Come posso fare in modo che il mio cane risponda positivamente al richiamo?

Questa è una domanda che spesso viene posta dai proprietari di cani, specie alle prime esperienze.

L’obiettivo non è solo quello che il cane torni quando al nostro richiamo, ma ciò deve derivare dall’aver creato con esso una vera e propria relazione di fiducia.

Creare una relazione con il nostro cane fin da quando è cucciolo è un obiettivo e un percorso affascinante, ma anche lungo e per niente facile.

Dovrai imparare a conoscerlo e a farti conoscere, fino a diventare felici compagni di vita,  fiduciosi l’uno nell’altro.

Reciproca conoscenza e fiducia. Sono questi due concetti alla base di un legame forte con il nostro cane. Il cane dovrà imparare a fidarsi di noi e viceversa.

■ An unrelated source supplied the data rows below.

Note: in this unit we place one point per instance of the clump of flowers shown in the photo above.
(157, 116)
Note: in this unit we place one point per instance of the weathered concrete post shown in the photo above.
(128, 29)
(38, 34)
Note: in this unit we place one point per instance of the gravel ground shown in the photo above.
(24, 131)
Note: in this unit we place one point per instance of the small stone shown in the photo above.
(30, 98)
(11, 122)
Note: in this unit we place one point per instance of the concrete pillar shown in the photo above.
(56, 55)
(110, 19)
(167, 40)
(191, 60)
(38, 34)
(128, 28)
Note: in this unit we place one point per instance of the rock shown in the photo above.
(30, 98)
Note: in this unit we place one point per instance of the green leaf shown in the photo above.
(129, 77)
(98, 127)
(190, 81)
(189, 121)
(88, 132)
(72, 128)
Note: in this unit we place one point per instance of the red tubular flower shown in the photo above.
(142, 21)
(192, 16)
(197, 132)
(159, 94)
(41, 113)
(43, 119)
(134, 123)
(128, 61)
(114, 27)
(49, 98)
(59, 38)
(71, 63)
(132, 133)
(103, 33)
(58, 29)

Il richiamo si inserisce con forza in tutto questo. Ha infatti una forte valenza di riconoscibilità della nostra persona verso il cane, ed è anche uno strumento indispensabile per la sua sicurezza.

Richiamo è comunicazione.

Dobbiamo imparare a comunicare con il nostro cane, riconoscere il suo linguaggio, i segni che ci lancia con il corpo e con i movimenti e interpretare tutto ciò. E anche noi dobbiamo imparare a comunicare non soltanto con la voce, ma con il linguaggio dei tutto il nostro corpo.D

Dovremo lavorare con il nostro cane sul richiamo fin da quando è ancora cucciolo, . Sarà essenziale per quelle situazioni di libertà (senza guinzaglio) che vivremo nel tempo, indispensabili per una corretta relazione con il cane, ma certamente da gestire con la dovuta attenzione.

Dovremo fin da subito esercitarci insieme, rendendo la nostra voce riconoscibile, utilizzando sempre il medesimo tono pacato e rendendo il momento del richiamo un momento piacevole per il nostro amico a 4 zampe. Il richiamo si pone all’interno del 

È importante esercitarsi in un ambiente conosciuto, dove il cane possa essere tranquillo e non avere distrazioni.

Gli esercizi che faremo dovranno sempre terminare con un premio e con una situazione positiva, il cane dovrà imparare che tornare da noi porta sempre a qualcosa di estremamente vantaggioso. Diciamo al nostro cane “Bravo”, premiamolo e a fine sessione facciamo fare loro qualcosa di estremamente piacevole. Questo lavoro, con il tempo,  porterà il nostro amico ad essere capace di rinunciare a qualcosa di estremamente interessante pur di tornare da noi. Mi riferisco a situazioni potenzialmente pericolose come la rincorsa di prede selvatiche nei boschi o di altri cani per situazioni di gioco.

Non eccediamo mai con sessioni di esercizi troppo lunghe e faticose. E manteniamo sempre l’attenzione del cane alta. Non appena questa inizia ad abbassarsi, è tempo di concludere.

È importante infine non adescare il cane; non chiamarlo facendogli vedere il premio, per evitare pericolose dipendenze.